Pendant 120 minutes, le scénario a été celui d’une demi-finale sous haute tension : peu d’espaces, une densité énorme au milieu, et cette impression persistante que le Maroc jouait plus juste, plus haut, plus serein. À l’équilibre du jeu, Aynaoui a livré une prestation de très haut niveau, alliant rigueur tactique, lecture impeccable des phases défensives et relances propres qui ont souvent permis au bloc marocain de ressortir sous pression. Les occasions nettes n’ont pas été nombreuses, mais l’emprise marocaine, elle, sautait aux yeux : pressing intelligent, transitions mieux structurées, et une maîtrise collective portée par la justesse technique de Mazraoui, impérial dans son couloir.

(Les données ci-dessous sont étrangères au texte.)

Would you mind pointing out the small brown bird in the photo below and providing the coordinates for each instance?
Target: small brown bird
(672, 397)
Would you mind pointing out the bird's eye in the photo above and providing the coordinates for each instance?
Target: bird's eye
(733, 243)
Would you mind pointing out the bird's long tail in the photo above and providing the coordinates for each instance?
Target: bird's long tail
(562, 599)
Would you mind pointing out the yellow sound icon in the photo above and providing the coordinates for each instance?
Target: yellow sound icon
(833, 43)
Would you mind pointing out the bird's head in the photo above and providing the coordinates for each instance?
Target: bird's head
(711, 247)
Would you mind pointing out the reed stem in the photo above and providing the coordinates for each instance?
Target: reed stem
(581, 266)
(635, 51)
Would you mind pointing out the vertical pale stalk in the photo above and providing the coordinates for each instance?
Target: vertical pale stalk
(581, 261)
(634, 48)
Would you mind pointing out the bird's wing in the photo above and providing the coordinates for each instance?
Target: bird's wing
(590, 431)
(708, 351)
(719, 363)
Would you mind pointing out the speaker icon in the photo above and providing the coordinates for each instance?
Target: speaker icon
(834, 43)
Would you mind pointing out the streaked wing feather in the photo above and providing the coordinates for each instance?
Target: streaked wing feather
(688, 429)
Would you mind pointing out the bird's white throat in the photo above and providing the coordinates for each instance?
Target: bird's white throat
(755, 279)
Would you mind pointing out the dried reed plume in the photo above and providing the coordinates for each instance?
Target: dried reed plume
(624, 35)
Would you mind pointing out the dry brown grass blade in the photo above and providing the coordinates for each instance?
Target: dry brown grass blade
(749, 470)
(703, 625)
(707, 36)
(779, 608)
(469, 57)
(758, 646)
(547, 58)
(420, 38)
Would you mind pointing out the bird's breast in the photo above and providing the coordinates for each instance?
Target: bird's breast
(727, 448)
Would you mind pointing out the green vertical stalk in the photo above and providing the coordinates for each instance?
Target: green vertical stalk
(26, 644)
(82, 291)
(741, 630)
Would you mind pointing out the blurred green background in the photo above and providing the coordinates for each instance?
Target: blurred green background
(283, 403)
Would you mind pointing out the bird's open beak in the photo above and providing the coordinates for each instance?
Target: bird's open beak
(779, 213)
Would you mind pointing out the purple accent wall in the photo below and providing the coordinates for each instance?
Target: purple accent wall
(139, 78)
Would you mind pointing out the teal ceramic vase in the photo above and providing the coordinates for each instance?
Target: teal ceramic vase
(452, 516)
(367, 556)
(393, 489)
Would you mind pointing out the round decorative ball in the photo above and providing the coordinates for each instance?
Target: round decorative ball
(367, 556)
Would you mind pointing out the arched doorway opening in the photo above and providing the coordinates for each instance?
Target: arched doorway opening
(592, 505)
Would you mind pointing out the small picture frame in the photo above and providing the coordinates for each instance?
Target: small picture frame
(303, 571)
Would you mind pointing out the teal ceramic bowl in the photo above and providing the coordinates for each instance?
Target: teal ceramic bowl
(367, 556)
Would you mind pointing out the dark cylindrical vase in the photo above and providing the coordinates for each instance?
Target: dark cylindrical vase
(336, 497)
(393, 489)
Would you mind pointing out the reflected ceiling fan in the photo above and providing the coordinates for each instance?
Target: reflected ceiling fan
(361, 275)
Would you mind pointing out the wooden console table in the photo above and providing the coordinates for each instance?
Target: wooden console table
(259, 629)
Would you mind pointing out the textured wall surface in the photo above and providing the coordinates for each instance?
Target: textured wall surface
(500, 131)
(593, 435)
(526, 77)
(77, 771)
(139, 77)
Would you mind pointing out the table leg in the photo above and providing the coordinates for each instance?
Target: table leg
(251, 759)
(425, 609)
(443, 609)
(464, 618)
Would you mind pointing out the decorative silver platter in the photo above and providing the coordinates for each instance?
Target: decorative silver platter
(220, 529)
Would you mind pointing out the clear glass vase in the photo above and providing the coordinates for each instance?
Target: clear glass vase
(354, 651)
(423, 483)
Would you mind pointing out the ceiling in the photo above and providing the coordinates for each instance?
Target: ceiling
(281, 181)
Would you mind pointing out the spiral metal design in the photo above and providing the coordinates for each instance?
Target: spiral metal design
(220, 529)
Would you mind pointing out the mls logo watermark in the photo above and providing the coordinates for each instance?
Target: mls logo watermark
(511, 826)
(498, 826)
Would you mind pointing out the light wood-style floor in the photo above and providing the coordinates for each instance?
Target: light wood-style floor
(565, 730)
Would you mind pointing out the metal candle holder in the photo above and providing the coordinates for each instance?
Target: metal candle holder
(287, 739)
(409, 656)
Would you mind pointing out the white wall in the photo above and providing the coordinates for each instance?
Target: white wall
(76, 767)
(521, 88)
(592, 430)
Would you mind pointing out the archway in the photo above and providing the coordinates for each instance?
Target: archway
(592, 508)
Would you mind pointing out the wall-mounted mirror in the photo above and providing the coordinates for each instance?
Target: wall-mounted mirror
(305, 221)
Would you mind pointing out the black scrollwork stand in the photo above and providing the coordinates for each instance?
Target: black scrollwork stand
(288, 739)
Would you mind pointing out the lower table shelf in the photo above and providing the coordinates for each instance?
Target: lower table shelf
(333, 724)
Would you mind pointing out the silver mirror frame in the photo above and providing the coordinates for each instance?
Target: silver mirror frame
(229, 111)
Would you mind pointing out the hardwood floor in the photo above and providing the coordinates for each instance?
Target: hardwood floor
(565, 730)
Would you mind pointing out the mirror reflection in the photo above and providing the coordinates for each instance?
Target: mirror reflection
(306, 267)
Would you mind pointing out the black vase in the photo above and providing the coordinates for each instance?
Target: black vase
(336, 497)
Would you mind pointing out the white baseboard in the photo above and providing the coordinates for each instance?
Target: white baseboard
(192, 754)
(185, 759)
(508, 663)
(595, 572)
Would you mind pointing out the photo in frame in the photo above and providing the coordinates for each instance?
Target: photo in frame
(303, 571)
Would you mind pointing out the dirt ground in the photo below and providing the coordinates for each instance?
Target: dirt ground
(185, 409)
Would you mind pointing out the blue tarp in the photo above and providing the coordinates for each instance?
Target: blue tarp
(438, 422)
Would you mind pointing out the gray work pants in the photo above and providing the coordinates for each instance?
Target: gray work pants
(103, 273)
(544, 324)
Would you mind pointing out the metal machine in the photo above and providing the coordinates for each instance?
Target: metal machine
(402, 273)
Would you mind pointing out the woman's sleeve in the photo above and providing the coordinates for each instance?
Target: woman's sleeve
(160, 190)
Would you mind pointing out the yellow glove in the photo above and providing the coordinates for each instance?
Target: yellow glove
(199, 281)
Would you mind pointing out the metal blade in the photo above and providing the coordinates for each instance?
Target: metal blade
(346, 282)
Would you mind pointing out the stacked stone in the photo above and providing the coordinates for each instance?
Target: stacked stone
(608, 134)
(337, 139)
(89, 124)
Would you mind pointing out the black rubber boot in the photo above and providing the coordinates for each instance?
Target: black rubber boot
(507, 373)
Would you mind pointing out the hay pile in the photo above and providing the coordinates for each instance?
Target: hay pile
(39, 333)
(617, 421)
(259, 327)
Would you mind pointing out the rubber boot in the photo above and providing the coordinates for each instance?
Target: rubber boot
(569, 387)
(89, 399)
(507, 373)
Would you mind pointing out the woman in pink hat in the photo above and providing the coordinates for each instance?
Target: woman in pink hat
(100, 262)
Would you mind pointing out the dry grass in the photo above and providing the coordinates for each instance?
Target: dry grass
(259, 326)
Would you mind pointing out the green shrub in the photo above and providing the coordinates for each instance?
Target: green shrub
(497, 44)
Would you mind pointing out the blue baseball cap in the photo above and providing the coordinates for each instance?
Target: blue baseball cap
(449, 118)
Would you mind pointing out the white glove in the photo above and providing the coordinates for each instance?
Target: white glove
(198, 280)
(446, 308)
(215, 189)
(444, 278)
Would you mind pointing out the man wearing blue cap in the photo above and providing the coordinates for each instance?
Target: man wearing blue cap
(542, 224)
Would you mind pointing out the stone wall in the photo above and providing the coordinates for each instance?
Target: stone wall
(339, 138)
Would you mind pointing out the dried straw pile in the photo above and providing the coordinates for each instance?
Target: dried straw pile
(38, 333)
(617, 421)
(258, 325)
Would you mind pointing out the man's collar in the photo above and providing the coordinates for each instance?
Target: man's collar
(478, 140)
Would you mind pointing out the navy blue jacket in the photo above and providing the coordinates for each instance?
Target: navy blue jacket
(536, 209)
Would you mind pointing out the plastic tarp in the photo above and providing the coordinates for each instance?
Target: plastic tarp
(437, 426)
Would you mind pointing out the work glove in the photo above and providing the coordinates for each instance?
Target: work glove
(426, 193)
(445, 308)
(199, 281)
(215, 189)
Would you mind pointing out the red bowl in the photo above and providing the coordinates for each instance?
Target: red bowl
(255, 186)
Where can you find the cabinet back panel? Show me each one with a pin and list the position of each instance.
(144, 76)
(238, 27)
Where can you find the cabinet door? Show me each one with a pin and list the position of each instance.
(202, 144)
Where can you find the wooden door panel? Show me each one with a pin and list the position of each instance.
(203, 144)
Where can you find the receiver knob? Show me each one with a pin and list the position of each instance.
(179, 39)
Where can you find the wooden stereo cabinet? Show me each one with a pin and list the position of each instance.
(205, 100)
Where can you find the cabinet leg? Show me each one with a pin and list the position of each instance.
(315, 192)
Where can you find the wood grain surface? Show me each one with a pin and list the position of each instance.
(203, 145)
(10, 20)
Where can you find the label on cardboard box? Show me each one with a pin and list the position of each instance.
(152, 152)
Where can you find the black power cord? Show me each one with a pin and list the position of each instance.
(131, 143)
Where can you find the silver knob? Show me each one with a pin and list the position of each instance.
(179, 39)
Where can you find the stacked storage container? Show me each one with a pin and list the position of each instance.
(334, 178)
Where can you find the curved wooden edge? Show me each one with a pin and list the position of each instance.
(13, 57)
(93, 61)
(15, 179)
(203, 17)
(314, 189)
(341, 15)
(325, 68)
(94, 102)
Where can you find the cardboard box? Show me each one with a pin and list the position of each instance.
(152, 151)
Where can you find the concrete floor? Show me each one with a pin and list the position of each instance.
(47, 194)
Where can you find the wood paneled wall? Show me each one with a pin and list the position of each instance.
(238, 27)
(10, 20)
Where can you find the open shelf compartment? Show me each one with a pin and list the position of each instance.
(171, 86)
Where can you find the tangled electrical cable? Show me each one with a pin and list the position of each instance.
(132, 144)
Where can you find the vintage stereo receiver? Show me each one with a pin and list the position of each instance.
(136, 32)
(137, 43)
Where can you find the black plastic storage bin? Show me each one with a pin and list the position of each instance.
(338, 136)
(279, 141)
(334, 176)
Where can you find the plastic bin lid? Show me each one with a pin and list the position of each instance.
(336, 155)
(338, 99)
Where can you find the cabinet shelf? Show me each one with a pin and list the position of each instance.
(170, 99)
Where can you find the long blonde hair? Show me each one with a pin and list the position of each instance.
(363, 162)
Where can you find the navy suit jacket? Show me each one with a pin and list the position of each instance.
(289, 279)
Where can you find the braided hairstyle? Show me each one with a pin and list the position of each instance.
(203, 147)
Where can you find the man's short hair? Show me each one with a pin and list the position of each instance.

Devant, Brahim Díaz a incarné une menace permanente par ses prises de balle entre les lignes, ses changements de rythme et sa capacité à déséquilibrer un bloc nigérian souvent contraint de reculer. Et lorsque le jeu s’étirait, Achraf Hakimi surgissait avec ses montées tranchantes, ses appels incessants et son impact physique, étirant la défense adverse jusqu’à l’asphyxie. Les tentatives d’Ayoub El Kaabi, d’Ismaël Saibari et cette pression continue autour de la surface ont fini par installer un véritable siège méthodique, symbole d’une domination patiente, autoritaire et maîtrisée.
En face, le Nigeria a résisté, parfois en bloc, parfois en s’accrochant à son gardien et à son organisation défensive. Mais l’équipe qui avait empilé les buts plus tôt dans la compétition a soudain paru à court d’idées, comme anesthésiée par la discipline marocaine. Une demi-finale n’est pas qu’une affaire de talent brut : c’est un test de solidité, de lucidité, de capacité à rester fidèle à un plan. Sur ce terrain-là, le Maroc a été supérieur.
Et puis il y a eu la séance de tirs au but, cette loterie où, très souvent, les meilleurs n’ont que leurs convictions… et un gardien capable d’arrêter le destin. Yassine Bounou a sorti le Maroc de l’attente et propulsé tout un pays vers l’explosion : deux arrêts, un stade en apnée, et une équipe qui marche vers la balle avec une confiance contagieuse. Score final : 0-0 après prolongation, 4-2 aux tirs au but. Youssef En-Nesyri a scellé la qualification au bout de la série.
Le Maroc est en finale. Et c’est tout sauf anodin : une qualification au bout d’un match verrouillé, gagné à l’intelligence et à la force mentale, comme un message lancé à tout le continent. Dimanche, ce sera le Sénégal, champion en titre, pour un rendez-vous immense où les Lions de l’Atlas joueront bien plus qu’un match : une histoire, un rêve national, une promesse à domicile.
Dans les rues, dans les cafés, dans les maisons, un même cri a fini par recouvrir la nuit : celui d’un peuple qui se voit enfin au seuil du sommet. La joie est immense, brute, partagée. Le Maroc s’offre une finale, et tout un pays s’y engouffre avec fierté, ferveur… et une faim de titre qui ne se cache plus.